Line 262-263: Where you calculate variable importance as the sum of the model weights for models in which a variable appears, did you do this by re-scaling the model weights to sum to 1 in the top model set? Under the nesting rule, model weights are meaningless because you have thinned down the model set manually to exclude needlessly complex models. I would be wary of interpreting these variable importance metrics as they stand.
Line 262 r2 values: do you mean that you are calculating an average r2 value for all models in the top model set? In addition, why use Nagelkerke r2 values for mixed models and not the mixed-effects specific r2 values provided by the Nakagawa & Schielzeth method?

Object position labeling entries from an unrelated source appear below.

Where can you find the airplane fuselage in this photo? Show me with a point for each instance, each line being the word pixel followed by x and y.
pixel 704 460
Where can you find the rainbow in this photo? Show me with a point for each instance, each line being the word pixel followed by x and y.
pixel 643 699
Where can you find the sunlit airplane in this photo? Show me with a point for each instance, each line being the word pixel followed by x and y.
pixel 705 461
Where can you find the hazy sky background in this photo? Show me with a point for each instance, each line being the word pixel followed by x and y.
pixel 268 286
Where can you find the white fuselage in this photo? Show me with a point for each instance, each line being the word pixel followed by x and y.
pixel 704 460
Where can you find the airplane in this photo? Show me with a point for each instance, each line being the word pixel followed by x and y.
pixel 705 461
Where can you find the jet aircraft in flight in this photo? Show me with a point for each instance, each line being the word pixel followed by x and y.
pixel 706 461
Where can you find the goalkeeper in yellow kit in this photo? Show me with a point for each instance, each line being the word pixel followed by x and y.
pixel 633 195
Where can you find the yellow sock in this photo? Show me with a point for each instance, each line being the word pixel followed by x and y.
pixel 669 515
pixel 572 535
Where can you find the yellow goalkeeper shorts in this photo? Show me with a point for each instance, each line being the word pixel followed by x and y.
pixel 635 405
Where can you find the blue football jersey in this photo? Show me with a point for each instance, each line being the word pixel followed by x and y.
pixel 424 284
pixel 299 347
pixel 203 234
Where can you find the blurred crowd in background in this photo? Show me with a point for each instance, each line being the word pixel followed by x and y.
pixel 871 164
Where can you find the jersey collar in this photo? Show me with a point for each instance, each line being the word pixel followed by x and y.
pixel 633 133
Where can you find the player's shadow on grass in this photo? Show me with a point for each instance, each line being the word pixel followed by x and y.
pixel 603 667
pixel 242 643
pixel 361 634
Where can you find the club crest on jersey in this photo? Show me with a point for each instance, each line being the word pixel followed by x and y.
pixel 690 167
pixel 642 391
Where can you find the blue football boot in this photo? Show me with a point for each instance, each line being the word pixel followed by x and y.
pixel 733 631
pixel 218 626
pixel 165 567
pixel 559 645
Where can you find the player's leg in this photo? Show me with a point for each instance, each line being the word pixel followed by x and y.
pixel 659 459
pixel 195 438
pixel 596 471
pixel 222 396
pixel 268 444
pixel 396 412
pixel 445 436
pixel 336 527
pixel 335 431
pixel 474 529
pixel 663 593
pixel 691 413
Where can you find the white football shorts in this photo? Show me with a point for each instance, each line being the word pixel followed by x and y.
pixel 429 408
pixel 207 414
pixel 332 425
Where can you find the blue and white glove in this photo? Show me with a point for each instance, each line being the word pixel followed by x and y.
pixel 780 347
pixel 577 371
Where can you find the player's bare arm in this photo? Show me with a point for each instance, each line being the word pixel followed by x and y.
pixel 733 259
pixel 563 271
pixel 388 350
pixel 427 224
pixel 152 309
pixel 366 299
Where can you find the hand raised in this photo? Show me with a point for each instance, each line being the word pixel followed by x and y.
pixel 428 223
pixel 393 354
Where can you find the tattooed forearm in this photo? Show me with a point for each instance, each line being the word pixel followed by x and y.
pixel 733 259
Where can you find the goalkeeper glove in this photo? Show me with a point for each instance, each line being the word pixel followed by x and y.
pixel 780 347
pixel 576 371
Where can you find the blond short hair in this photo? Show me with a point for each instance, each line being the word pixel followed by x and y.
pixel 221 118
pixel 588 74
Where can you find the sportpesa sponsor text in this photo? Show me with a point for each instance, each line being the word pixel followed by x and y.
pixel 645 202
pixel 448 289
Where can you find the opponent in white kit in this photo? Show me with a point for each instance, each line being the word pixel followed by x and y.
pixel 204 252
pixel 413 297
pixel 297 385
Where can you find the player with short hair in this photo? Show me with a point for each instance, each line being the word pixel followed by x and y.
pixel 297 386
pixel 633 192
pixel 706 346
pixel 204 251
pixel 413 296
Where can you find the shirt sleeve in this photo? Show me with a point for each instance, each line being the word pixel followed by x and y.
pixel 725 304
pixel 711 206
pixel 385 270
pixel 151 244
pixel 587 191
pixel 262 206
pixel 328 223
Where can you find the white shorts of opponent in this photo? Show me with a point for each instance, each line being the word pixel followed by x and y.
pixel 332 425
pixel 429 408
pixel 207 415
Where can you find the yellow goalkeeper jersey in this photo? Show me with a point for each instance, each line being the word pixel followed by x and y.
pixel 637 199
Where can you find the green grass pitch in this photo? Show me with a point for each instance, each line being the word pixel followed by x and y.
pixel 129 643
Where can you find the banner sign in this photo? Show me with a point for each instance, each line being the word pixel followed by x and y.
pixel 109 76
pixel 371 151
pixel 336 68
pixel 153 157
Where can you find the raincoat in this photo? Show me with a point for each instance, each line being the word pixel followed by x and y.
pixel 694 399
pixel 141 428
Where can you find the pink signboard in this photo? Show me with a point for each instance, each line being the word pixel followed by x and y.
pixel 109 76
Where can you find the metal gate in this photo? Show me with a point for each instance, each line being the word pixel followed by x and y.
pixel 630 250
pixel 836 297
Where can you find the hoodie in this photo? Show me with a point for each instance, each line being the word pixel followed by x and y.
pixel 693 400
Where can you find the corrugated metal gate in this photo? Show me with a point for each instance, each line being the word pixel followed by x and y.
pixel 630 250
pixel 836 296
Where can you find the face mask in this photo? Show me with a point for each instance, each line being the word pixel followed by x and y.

Line 281: seven models *that* included
Line 281-282 I see from Table 2 that you retained 7 models in total, but not all of these included the interaction you mentioned, making this sentence unclear. I would like to see statements regarding i) how many models were in the delta 6 set; ii) how many were retained and iii) how many of those contained the interaction term of interest. I think the large numbers of models in your delta 6 set suggests a great deal of uncertainty in the effects driving your observed data, so it’s important to be more transparent about how many models do or do not contain the 2 way interactions between BCI and breeding year May NAO.
Lines 309 /Brood Size Metrics: Mean and SD is often an unclear way of presenting Poisson data like counts of offspring. More useful here would be the modal brood size and perhaps minima & maxima. May I also suggest moving the brood size section up to just below the % successful breeding section? In my opinion it would fit more naturally here than after age at first breeding.
Line 371-375: If the majority of individuals only appear to breed once, what is the fitness advantage of breeding earlier? Your environmental variables don’t explain brood size, only age at first breeding and did not seem to explain breeding probability. Thus I’m not certain that with the paper framed as it currently is that your data permit you to talk about the effects of environment on lifetime breeding success. This obviously would not be the case if breeding earlier also meant increased probability of squeezing in a second successful clutch in an individual’s lifetime. I think you can strengthen this section of the discussion by making the link between environment and breeding probability more clear.